Saturday, April 25, 2009

‘And’ Expands My Heart and My Perspective

Blessings of being awake: Recently I have noticed that the anger I had been harboring toward my father since he died has slowly been receding. I even said something nice about him the other day. I was surprised and then it happened again when later that week I spontaneously quoted his favorite phrase, ‘we need each other’. I was puzzled as I thought I had left his legacy off of my agenda through my decision that I was not going to stand on his shoulders. Then I began to notice the tightness in my chest soften when I thought of him and of his G!D. This emotional shift seems to have brought a different perspective.
Spiritual Challenge: I need to set an intention to remember that everything changes and to notice that there is always something I am not seeing and if I open my eyes perhaps I can see what on first glance is hidden. I want to believe that neither the joy nor the pain is forever and that if I do not harbor the pain and make myself a victim or a hero to my emotions and thoughts that this too will pass and I will and can let go of what is no longer useful to the nurturing of my soul. And that is what Harville Hendrix teaches in Keeping the Love You Find, there is a healing that happens when you stick in relationships long enough to heal those childhood wounds even with the dead.
Spiritual Practice: I said to a client the other day she might want to try the phrase ‘ I know nothing.’ She did not like this so I added the other half of the truth…'I am a very smart woman and I know nothing.' She liked the blending of these two truths. Since this conversation I have found myself laughing and saying that phrase and being an opening my heart and being curious. Moving beyond the narrow place, that we call in my tradition Mitzrayim, the Egypt of our slavery, and gaining perspective is for me like sitting in meditation, not moving, just allowing the sounds, sensations, feelings, thoughts to be noticed and give myself the option of keeping them around or letting them go and noticing what arises next. I need lots of practice off the cushion to do this. Sometimes I can do it for my clients better than I can do it for me.

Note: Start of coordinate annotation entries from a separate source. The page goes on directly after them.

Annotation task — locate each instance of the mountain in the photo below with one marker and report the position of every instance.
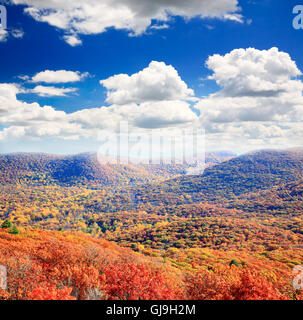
(84, 169)
(284, 199)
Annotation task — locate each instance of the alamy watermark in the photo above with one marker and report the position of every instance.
(298, 279)
(298, 19)
(3, 17)
(3, 277)
(128, 145)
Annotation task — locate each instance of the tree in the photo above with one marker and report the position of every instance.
(14, 230)
(6, 224)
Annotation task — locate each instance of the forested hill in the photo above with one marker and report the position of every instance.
(84, 169)
(247, 173)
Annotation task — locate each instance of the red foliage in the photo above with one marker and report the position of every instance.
(137, 282)
(48, 291)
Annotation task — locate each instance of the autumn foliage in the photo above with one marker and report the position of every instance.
(48, 265)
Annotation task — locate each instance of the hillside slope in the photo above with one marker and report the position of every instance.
(227, 180)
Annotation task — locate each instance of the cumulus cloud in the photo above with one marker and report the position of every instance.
(15, 33)
(256, 85)
(241, 116)
(3, 35)
(58, 76)
(155, 83)
(140, 110)
(135, 16)
(50, 91)
(72, 40)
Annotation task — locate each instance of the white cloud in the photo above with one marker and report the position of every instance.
(241, 116)
(3, 35)
(94, 16)
(72, 40)
(256, 86)
(59, 76)
(50, 91)
(15, 33)
(155, 83)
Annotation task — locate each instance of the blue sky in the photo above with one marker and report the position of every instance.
(184, 43)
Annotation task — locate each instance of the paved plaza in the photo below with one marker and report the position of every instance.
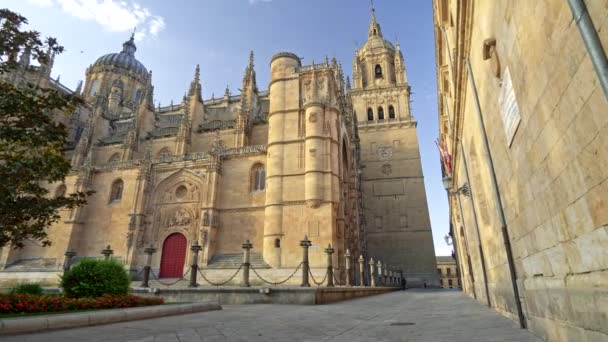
(414, 315)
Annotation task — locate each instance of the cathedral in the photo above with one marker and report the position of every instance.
(311, 156)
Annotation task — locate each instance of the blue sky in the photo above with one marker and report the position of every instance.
(173, 36)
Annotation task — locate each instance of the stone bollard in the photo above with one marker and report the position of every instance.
(372, 272)
(348, 270)
(246, 264)
(361, 271)
(149, 251)
(194, 265)
(305, 245)
(330, 266)
(67, 263)
(107, 252)
(380, 280)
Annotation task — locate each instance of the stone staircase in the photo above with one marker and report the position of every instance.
(234, 260)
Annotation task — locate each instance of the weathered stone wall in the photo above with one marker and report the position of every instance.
(552, 177)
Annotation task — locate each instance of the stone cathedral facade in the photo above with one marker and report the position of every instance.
(266, 166)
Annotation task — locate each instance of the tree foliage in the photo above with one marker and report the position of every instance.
(31, 141)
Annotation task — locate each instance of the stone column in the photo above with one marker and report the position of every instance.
(361, 271)
(330, 267)
(380, 280)
(107, 252)
(67, 263)
(149, 251)
(194, 265)
(348, 270)
(246, 246)
(372, 277)
(305, 244)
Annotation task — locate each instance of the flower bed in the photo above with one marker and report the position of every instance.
(24, 303)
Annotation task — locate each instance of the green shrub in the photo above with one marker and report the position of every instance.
(95, 278)
(33, 289)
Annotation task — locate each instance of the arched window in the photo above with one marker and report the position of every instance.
(378, 71)
(380, 113)
(258, 178)
(137, 96)
(116, 191)
(60, 191)
(163, 152)
(114, 158)
(94, 88)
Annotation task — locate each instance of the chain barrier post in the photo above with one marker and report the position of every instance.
(348, 270)
(330, 267)
(305, 267)
(386, 283)
(361, 271)
(246, 264)
(107, 252)
(67, 262)
(149, 251)
(194, 265)
(372, 273)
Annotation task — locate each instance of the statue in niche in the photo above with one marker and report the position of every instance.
(179, 218)
(204, 237)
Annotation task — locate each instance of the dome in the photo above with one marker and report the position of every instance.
(124, 60)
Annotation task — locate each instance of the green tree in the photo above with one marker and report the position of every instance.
(31, 141)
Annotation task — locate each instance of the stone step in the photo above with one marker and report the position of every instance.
(234, 260)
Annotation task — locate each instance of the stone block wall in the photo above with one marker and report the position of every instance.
(552, 177)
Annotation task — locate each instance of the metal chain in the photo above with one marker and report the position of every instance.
(280, 282)
(315, 281)
(169, 284)
(222, 283)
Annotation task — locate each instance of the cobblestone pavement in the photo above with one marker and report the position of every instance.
(413, 315)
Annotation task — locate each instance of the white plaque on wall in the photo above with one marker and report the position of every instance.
(509, 109)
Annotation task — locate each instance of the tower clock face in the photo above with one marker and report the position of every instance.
(384, 152)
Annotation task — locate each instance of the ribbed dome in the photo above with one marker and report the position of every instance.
(124, 59)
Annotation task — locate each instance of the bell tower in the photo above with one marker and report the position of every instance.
(398, 227)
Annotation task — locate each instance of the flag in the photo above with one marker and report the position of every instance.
(445, 156)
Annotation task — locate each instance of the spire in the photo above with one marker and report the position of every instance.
(195, 85)
(78, 90)
(129, 47)
(374, 27)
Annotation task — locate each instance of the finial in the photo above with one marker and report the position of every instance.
(372, 9)
(197, 73)
(78, 88)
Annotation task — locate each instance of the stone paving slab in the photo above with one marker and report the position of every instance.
(89, 318)
(413, 315)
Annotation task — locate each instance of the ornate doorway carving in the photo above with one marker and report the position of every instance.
(173, 257)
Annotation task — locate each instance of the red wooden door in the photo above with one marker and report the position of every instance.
(173, 257)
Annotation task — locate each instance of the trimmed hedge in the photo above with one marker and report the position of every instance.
(34, 289)
(95, 278)
(24, 303)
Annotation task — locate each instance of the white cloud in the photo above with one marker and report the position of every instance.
(41, 3)
(112, 15)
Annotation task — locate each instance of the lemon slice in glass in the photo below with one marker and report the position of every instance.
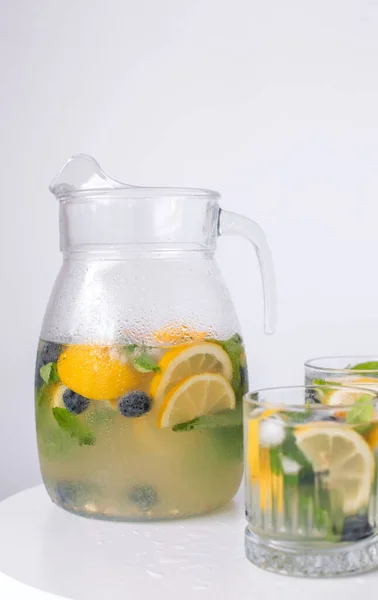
(345, 459)
(204, 394)
(185, 361)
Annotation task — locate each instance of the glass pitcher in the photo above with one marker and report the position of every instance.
(141, 368)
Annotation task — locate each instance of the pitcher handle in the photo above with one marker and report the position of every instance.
(233, 224)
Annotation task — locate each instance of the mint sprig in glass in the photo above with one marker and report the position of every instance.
(311, 480)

So I will continue to attempt to do for me what I do for them. ..not to be a slave to thoughts or emotions that distract me from being kind and loving to me the core teaching of Hebrew Wisdom, it is all about love. These seven weeks between Passover and Shavuot are opportunities to refine my soul to prepare for receiving our holy teachings. Using the priestly letter Vav that connects heaven and earth in my life as a tool to gain perspective is my pilgrimage home.
Blessings of the Vav: I am complete and the story dynamically continues! TG!!!!

1 comment:

Unknown said...

I look forward to the seventh of each month for the lovely reminder of hope and peace that comes from Rabbi TZiPi. My mother was born in Osaka, Japan in 1924 and my grandparents loved the Japanese people and culture. My earliest memories include having tea in kimonos and the sound of Japanese speech.
December 7, 1941 was a day that lives in infamy, as are all the days of our lives lived without the hope and the commitment to peace on earth. Thank you Rabbi TZiPi for reminding us week in and week out that such hope must be enkindled daily by disciplined remembrance.